Journalist and writer Ali Bulaç has said he believes Russia planned Turkey’s July 15, 2016 coup attempt to draw Ankara away from NATO and into Moscow’s orbit.
Bulaç made the remarks on Ali Bulaç ile Otobiyografi, a program published on the Atlas Fikir Kulübü YouTube channel, where he discussed what he described as the internal and external dynamics behind July 15.
“In my personal view, the plan for this coup attempt was made by the Russians,” Bulaç said. “The aim was to pull Turkey away from the NATO alliance and bring it over to their side.”
He added that after 2016 Turkey “rapidly moved away from the West and drew closer to Russia,” according to a report summarizing the program.
Bulaç also claimed that inside Turkey the process involved an alliance of Eurasianist, nationalist and ulusalcı circles. The term ulusalcı is generally used in Turkey for a hardline secular nationalist current that is often hostile to Western influence.
His remarks offer a different reading of July 15 from both the Turkish government’s official account and many opposition narratives.
Ankara designates the Gülen movement, a transnational civic initiative inspired by Islamic scholar Fethullah Gülen, as a terrorist organization and blames it for Turkey’s 2016 coup attempt. The movement denies involvement in the coup or any terrorist activity.
Bulaç’s comments should be understood as his personal assessment. No independent court or international investigation has established that Russia planned the coup attempt.
The claim, however, touches on a wider debate over Turkey’s foreign-policy shift after July 15.
Turkey has been a NATO member since 1952, and the Turkish Foreign Ministry describes NATO as a cornerstone of Turkey’s defense and security policy.
Relations between Ankara and Moscow deepened after the coup attempt, most visibly through Turkey’s purchase of the Russian S-400 air defense system.
The United States began removing Turkey from the F-35 fighter jet program in 2019 after Ankara took delivery of the S-400, saying Turkey could not have both the Russian system and the fifth-generation fighter.
Bulaç, a former columnist for the now-closed Zaman newspaper, was detained after the coup attempt and spent 650 days in prison.

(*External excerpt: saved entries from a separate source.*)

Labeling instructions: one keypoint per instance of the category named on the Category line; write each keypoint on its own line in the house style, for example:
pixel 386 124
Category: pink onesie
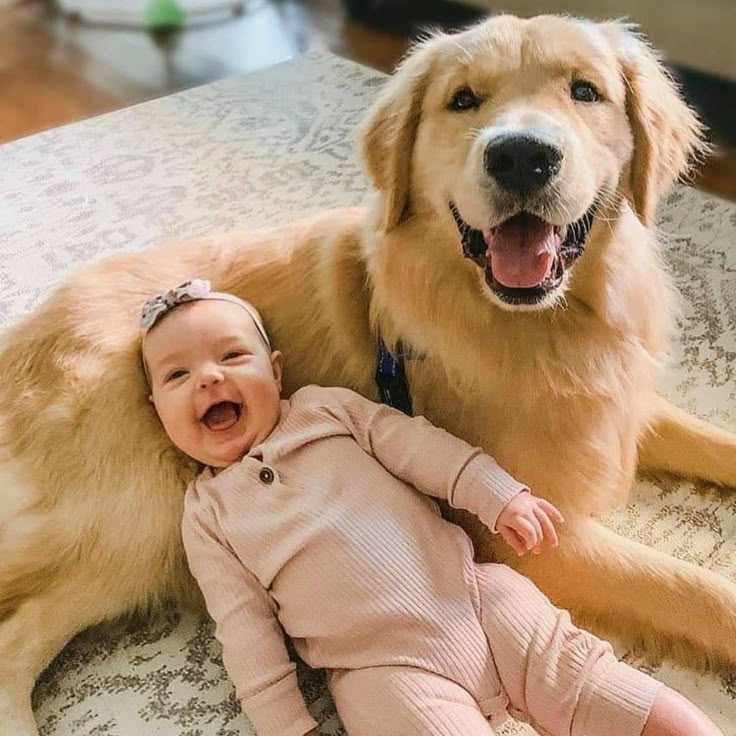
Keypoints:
pixel 326 532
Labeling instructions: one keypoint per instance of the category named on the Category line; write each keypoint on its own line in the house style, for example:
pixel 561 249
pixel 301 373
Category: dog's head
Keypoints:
pixel 525 132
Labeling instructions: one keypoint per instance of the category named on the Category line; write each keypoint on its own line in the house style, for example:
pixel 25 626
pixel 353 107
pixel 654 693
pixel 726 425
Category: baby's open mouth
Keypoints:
pixel 222 416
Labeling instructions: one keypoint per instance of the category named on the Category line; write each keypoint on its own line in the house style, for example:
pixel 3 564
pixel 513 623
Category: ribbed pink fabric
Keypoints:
pixel 309 534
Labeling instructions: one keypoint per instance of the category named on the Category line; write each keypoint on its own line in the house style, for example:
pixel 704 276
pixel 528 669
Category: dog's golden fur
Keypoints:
pixel 563 395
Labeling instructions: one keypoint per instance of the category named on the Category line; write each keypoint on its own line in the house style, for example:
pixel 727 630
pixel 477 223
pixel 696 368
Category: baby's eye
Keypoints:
pixel 232 354
pixel 177 373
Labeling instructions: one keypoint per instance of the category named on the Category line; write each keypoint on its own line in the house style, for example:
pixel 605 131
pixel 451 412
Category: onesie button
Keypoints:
pixel 266 475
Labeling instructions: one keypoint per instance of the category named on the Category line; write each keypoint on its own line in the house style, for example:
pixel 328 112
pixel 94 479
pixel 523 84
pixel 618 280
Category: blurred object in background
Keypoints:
pixel 150 13
pixel 55 69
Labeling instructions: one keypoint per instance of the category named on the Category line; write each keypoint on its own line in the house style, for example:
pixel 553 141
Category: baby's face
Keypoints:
pixel 214 383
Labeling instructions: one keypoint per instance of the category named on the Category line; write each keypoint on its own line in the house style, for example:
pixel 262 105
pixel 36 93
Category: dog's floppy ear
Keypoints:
pixel 667 133
pixel 387 136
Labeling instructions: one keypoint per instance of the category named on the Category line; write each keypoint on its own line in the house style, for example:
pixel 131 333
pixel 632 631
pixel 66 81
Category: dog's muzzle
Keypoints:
pixel 524 258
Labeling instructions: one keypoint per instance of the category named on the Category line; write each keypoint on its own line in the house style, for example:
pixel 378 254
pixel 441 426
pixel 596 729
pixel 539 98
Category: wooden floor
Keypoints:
pixel 54 70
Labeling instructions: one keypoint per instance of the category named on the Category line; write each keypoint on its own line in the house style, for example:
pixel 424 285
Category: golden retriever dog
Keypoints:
pixel 509 245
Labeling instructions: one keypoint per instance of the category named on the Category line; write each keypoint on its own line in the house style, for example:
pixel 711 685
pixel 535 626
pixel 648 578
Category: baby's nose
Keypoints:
pixel 210 375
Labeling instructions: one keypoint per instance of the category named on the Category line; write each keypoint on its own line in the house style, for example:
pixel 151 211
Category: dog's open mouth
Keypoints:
pixel 222 416
pixel 524 258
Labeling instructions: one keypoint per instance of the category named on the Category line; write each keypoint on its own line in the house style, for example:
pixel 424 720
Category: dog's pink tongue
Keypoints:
pixel 522 250
pixel 221 416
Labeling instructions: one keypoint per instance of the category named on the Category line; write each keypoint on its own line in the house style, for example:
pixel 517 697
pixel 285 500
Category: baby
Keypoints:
pixel 313 518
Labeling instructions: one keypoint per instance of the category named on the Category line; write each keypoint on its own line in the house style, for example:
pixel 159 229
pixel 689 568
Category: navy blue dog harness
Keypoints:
pixel 391 378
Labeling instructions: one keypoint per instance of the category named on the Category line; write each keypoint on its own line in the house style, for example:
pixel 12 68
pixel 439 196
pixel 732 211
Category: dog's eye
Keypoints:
pixel 583 91
pixel 464 99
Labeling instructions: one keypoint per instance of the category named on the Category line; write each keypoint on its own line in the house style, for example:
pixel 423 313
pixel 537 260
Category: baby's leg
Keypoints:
pixel 560 678
pixel 673 715
pixel 404 701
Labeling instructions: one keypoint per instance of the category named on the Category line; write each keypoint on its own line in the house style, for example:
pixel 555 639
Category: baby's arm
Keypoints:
pixel 253 644
pixel 432 460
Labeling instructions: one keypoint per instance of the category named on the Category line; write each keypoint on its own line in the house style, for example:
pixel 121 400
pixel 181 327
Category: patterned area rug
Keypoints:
pixel 239 154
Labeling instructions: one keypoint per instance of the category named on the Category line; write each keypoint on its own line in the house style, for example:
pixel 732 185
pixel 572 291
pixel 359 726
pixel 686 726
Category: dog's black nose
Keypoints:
pixel 522 164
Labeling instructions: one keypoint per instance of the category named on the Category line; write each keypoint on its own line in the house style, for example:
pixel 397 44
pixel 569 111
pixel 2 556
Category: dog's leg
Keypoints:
pixel 620 587
pixel 30 637
pixel 679 443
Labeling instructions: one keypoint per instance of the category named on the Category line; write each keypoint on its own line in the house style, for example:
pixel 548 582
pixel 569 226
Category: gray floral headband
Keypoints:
pixel 191 291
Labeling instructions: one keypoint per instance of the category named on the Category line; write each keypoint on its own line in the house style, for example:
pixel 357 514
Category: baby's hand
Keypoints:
pixel 526 521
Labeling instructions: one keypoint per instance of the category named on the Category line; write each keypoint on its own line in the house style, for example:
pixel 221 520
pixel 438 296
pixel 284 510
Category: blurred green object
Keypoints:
pixel 164 14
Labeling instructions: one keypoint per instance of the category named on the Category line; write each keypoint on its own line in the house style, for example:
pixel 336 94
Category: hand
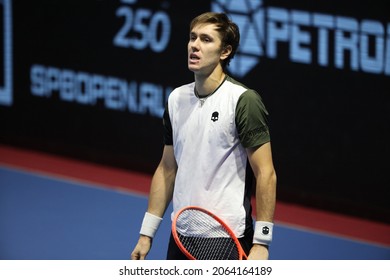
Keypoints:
pixel 258 252
pixel 142 248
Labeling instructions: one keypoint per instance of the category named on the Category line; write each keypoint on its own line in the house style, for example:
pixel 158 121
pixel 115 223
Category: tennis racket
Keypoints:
pixel 201 235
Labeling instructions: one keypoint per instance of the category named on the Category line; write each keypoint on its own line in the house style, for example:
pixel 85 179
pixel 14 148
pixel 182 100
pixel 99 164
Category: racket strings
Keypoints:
pixel 208 240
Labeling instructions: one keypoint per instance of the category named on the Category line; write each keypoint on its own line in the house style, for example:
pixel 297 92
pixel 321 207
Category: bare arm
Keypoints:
pixel 262 165
pixel 161 191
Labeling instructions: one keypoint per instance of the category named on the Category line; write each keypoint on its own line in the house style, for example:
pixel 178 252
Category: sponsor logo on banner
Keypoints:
pixel 325 40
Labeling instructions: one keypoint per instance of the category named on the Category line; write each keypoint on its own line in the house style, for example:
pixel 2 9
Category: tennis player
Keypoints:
pixel 217 146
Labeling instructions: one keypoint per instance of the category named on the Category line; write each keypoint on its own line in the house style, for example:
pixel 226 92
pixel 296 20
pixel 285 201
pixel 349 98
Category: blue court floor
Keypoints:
pixel 44 217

Turkey’s Constitutional Court later ruled that his rights to freedom of expression and personal liberty had been violated, according to Independent Turkish.
His latest remarks add to continuing disputes over who benefited from July 15, how the coup attempt was used in domestic politics and whether the post-coup period marked a strategic break between Turkey and its Western allies.
Bulaç argued that the coup attempt and the purge that followed were used not only to reshape the state but also to change Turkey’s geopolitical direction.